More information available at [github.com/google/ml_toast](https://github.com/google/ml_toast).

## Prerequisites

### Which search terms to use?

We recommend extracting the Google Ads [Search Terms report](https://support.google.com/google-ads/answer/2472708) for the following periods:
 * **Last 30 days** (e.g. Nov 1 - Nov 30): it generally makes sense to look at the most recent search terms that triggered your ads.
 * **Previous 30/31 days** (e.g. Oct 1 - Oct 31): this helps provide information on those search terms that constitute your core business over those that are recently trending.
 * **Last 30 days last year** (e.g. Nov 1 - Nov 30 of the previous year): to account for seasonality effects (e.g. holiday season).

We also recommend restricting the extracted search terms to a subset of *related* campaigns (e.g. all campaigns for a specific *product line* or *operating domain*) rather than all campaigns in your account. This allows the model to better capture how the search terms relate to one another, and therefore, extract more meaningful topics.

The report can be downloaded from the Google Ads UI in CSV format and imported into a Google Sheets spreadsheet or a Google Cloud BigQuery table, to be used below for input/output.

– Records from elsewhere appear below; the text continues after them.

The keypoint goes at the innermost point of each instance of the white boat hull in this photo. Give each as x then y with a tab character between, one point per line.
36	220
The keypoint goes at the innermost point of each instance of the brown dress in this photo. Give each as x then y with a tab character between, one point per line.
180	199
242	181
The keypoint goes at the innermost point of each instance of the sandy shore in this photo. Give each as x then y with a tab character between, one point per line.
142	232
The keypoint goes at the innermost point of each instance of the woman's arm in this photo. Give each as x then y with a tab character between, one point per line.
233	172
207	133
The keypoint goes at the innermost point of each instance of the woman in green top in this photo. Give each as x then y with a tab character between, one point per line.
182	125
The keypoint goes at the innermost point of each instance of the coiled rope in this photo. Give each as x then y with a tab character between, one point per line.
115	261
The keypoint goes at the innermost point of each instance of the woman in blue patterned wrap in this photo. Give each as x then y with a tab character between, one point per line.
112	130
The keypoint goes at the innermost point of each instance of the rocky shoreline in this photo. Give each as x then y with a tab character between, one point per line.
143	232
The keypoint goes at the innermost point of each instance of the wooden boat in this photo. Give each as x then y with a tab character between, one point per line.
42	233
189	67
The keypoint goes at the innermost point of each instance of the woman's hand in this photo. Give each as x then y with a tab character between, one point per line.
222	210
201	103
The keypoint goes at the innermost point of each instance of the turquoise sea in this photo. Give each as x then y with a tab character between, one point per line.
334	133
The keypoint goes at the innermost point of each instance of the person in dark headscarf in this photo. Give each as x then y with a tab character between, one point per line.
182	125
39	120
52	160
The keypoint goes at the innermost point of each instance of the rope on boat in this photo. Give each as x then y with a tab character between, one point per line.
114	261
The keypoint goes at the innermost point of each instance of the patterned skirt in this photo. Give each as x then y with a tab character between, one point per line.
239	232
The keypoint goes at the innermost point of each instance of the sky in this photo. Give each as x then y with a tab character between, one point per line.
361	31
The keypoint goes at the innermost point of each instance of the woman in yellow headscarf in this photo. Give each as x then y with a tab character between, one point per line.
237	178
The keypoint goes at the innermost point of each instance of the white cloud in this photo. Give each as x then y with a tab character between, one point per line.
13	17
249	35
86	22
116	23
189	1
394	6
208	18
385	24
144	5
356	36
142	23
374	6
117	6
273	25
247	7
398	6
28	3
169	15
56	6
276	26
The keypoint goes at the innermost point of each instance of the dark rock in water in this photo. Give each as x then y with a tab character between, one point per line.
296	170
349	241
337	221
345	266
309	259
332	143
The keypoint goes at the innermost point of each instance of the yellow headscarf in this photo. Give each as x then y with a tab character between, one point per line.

*Note: if you have multiple accounts operating under the same product line or domain, you can extract search terms from those accounts as well and group them all into the same Google Sheets spreadsheet / Google Cloud BigQuery table.*

## Get Started

In [None]:
#@title Authenticate your user for this colab session
import logging
from google.colab import auth

auth.authenticate_user()
logging.getLogger().setLevel(logging.INFO)

In [None]:
#@title Install dependencies
!pip install tensorflow-text hdbscan umap-learn

## Input and Preprocessing - Google Sheets


In [None]:
#@title Configurable params { run: 'auto' }

#@markdown Enter your spreadsheet ID:
spreadsheet_id = "id-goes-here" #@param {type:"string"}

#@markdown Enter the main worksheet name (which should usually contain the search terms from the last month):
input_sheet_name = "colab-input-main" #@param {type:"string"}

#@markdown Enter the prefix for any additional worksheets you would also like to analyze (e.g. search terms from the previous month, previous year, etc.):
additional_sheets_prefix = "colab-input-lookback-" #@param {type:"string"}

#@markdown Enter the name of the column that contains search terms. This value should be the same across all worksheets (defaults to the column name in the Google Ads Search Terms report):
search_terms_column = "Search term" #@param {type:"string"}

#@markdown <hr>Filtering settings

#@markdown ***Check*** the checkbox to filter on new terms (i.e. compare search terms from the aforementioned lookback worksheets and keep only what is *new*) and ***uncheck*** to analyze search terms from the main worksheet only.
filter_new_terms = True #@param {type:"boolean"}

#@markdown Enter the name of a column that contains a metric you would like to use for filtering and/or sorting (e.g. impressions):
filter_metric_column = "Impr." #@param {type:"string"}

#@markdown Use this value to indicate the maximum allowed threshold for your chosen *metric* (e.g. 1000 will filter all search terms with *metric* > 1000).<br>Set to *-1* to skip *metric* filtering.
filter_metric_max_threshold = -1 #@param {type:"integer"}

#@markdown Select the desired logical grouping (AND/OR) of the *new* and *metric* filters:
filters_grouping = "AND" #@param ["AND", "OR"]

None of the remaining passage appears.